25/03/2026
Byung-Chul Han è un filosofo contemporaneo di origine coreana, formatosi in Germania, tra le voci più lucide nell’analisi della società digitale, della trasparenza e della prestazione. Secondo Han, non viviamo più nella società disciplinare descritta da Foucault, fondata sul divieto e sulla costrizione. Viviamo nella società della prestazione, dove il comando non viene più dall’esterno, ma dall’interno. Non siamo più obbligati. Siamo spinti a performare.
A esporci, a migliorarci, a produrre incessantemente.
E proprio questa apparente libertà diventa una forma più sottile di dominio.

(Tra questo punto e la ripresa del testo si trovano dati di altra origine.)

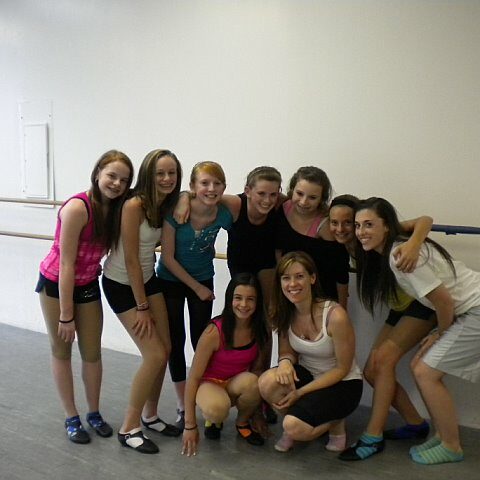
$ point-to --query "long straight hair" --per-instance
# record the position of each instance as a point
(313, 175)
(106, 228)
(257, 322)
(376, 282)
(282, 311)
(146, 188)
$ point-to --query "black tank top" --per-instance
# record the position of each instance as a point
(251, 248)
(330, 257)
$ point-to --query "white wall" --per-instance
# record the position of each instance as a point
(383, 95)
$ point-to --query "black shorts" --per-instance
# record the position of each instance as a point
(120, 296)
(326, 404)
(415, 310)
(81, 294)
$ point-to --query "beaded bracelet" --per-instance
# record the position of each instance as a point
(67, 321)
(143, 306)
(191, 428)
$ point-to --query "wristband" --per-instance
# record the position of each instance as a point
(142, 306)
(67, 321)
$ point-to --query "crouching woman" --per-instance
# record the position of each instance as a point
(317, 382)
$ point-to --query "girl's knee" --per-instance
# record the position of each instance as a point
(61, 351)
(215, 411)
(385, 359)
(292, 426)
(156, 358)
(369, 373)
(267, 384)
(421, 371)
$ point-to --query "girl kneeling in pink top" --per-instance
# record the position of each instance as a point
(226, 366)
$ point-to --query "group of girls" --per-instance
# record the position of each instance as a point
(289, 262)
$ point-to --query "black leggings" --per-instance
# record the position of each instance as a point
(200, 313)
(326, 404)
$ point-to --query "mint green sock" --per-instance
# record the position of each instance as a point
(432, 442)
(437, 455)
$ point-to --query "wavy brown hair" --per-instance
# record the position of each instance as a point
(376, 283)
(106, 228)
(282, 311)
(146, 187)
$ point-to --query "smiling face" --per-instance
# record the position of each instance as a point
(342, 224)
(297, 283)
(244, 302)
(166, 175)
(262, 196)
(113, 180)
(370, 230)
(207, 188)
(307, 197)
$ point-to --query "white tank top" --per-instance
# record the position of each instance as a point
(114, 267)
(318, 356)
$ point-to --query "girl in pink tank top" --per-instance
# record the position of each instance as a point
(226, 366)
(87, 227)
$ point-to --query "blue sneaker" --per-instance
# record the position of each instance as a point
(75, 431)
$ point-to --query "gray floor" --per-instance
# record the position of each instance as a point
(33, 444)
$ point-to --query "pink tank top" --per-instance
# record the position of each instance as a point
(225, 364)
(89, 254)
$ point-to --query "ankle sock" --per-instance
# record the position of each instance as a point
(365, 450)
(432, 442)
(208, 423)
(436, 455)
(154, 423)
(336, 443)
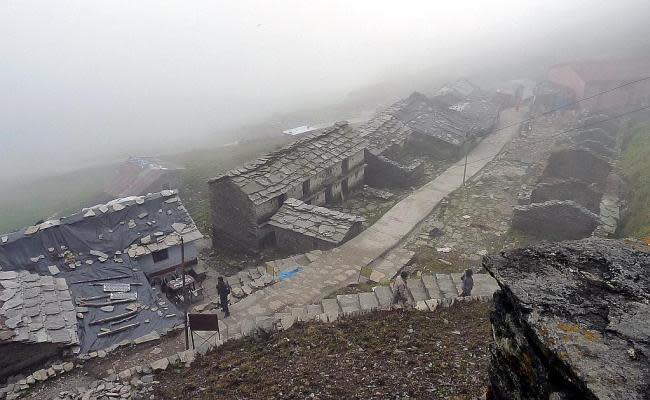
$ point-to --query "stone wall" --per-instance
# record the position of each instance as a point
(383, 172)
(17, 357)
(555, 219)
(577, 191)
(579, 164)
(571, 321)
(293, 242)
(440, 149)
(234, 222)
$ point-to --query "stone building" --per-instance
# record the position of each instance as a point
(37, 320)
(587, 79)
(134, 239)
(438, 128)
(300, 227)
(141, 175)
(320, 168)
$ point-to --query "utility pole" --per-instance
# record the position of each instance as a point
(465, 168)
(183, 292)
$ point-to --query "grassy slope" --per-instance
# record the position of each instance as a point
(381, 355)
(24, 203)
(636, 167)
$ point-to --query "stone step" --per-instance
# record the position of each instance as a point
(484, 284)
(331, 308)
(431, 285)
(368, 301)
(416, 287)
(314, 310)
(254, 273)
(447, 286)
(233, 281)
(262, 270)
(349, 303)
(384, 295)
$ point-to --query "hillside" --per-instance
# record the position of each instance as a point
(389, 354)
(636, 168)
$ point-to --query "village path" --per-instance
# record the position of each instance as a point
(341, 266)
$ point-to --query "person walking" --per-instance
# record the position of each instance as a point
(223, 290)
(400, 291)
(467, 283)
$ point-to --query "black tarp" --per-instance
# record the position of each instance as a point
(106, 232)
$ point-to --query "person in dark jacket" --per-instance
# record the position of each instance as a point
(467, 283)
(223, 290)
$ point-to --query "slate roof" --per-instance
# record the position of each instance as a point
(134, 225)
(279, 171)
(420, 114)
(385, 130)
(36, 309)
(318, 222)
(484, 112)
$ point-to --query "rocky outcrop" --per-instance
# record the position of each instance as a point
(580, 164)
(578, 191)
(555, 220)
(571, 321)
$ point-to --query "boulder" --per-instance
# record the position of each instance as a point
(571, 321)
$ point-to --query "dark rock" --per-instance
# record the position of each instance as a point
(555, 220)
(571, 321)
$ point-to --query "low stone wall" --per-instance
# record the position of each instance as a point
(571, 189)
(555, 219)
(384, 172)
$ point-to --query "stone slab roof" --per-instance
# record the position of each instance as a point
(36, 309)
(445, 124)
(427, 116)
(318, 222)
(385, 129)
(135, 225)
(279, 171)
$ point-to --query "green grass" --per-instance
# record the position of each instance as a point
(24, 203)
(636, 168)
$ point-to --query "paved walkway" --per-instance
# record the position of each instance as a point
(341, 266)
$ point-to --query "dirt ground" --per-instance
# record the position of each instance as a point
(392, 354)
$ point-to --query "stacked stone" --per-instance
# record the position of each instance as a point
(571, 321)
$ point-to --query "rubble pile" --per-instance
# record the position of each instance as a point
(578, 186)
(571, 321)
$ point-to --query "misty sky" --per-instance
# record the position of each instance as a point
(83, 79)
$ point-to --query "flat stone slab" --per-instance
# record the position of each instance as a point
(368, 301)
(331, 308)
(416, 287)
(384, 295)
(314, 309)
(447, 286)
(349, 303)
(431, 285)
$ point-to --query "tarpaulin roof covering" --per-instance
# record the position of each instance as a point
(95, 244)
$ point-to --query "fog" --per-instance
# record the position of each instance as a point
(85, 81)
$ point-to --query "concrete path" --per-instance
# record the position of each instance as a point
(341, 266)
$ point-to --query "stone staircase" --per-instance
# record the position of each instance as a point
(428, 291)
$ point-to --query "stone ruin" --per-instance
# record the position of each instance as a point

In questo orizzonte domina quella che Han chiama "positività": tutto deve essere accessibile, visibile, condivisibile, privo di attrito. Ma è proprio questo eccesso a espellere la "negatività": il limite, il conflitto, la resistenza, cioè tutto ciò che interrompe e mette in discussione. E senza negatività scompare anche l’alterità.
L’altro non è più ciò che ci eccede, che ci disorienta, che ci costringe a uscire da noi stessi. Diventa qualcosa da rendere compatibile, immediato, non disturbante.
Così le relazioni funzionano, ma non accadono davvero.
Scorrono senza resistenza, senza distanza, senza esposizione. E senza distanza non c’è incontro. Non è l’altro che non troviamo.